Constraint Satisfaction (Sudoku Solver): From Logic to Lightning-Fast Solvers

9–13 minutes

Sudoku Game → Automated Puzzle-Solving Apps

Why CSP for Sudoku?

Constraint Satisfaction Problems (CSPs) let you describe what must be true (constraints) and let a general solver figure out how to satisfy them. Sudoku maps perfectly: each empty cell is a variable, digits 1–9 are possible values, and rules (“no repeats per row, column, or 3×3 box”) are constraints.

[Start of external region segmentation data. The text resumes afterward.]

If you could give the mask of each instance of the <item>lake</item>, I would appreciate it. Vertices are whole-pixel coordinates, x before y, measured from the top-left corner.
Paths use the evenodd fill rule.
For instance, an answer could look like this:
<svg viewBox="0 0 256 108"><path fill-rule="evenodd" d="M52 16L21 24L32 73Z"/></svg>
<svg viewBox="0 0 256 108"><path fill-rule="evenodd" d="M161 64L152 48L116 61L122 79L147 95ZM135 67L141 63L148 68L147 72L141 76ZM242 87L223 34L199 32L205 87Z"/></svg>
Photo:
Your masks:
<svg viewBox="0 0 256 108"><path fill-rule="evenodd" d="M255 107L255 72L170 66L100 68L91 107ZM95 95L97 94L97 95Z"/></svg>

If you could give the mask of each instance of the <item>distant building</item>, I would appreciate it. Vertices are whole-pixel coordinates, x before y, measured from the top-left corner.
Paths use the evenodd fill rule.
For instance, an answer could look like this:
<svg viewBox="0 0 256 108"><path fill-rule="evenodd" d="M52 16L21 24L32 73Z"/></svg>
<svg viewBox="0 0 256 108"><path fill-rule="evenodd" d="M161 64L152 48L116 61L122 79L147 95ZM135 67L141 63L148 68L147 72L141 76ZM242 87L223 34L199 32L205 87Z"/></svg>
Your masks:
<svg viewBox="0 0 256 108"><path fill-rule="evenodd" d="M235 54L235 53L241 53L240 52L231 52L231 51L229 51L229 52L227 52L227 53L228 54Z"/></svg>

With a few classic CSP tricks—backtracking search, smart heuristics (MRV, Degree, LCV), and constraint propagation (Forward Checking, AC-3)—you can solve difficult puzzles in milliseconds and reuse the same solver ideas for timetabling, scheduling, routing, and more.

Theory Deep Dive

1. Formal Definition

A CSP is a triple \langle X, D, C \rangle, where:

  • X = {X_1, \dots, X_n} are variables.
  • D = {D_1, \dots, D_n} with D_i the finite domain of values for X_i.
  • C = {C_1, \dots, C_m} are constraints restricting the allowable combinations of values.

A solution is an assignment {X_i = v_i} with v_i \in D_i satisfying all constraints.

2. Sudoku as a CSP

  • Variables: X_{r,c} for row r \in {1,\dots,9} and column c \in {1,\dots,9}.
  • Domains: D_{r,c} = {1,\dots,9} for blanks; given clues have singleton domains.
  • Constraints (AllDifferent):
    • Rows: each row’s 9 variables must be all-different.
    • Columns: each column’s 9 variables must be all-different.
    • Boxes: each 3×3 subgrid’s 9 variables must be all-different.
      Equivalently, you can encode pairwise “\neq” between peers. Each cell has 20 unique peers (8 row + 8 column + 4 box that aren’t in row/col overlap).

You can formalize with the global constraint:
\text{AllDifferent}(X_{r,1}, \dots, X_{r,9}) for each row r, and similarly for columns and boxes.

3. Constraint graphs & consistency

Represent variables as nodes; add an edge if two variables share a constraint.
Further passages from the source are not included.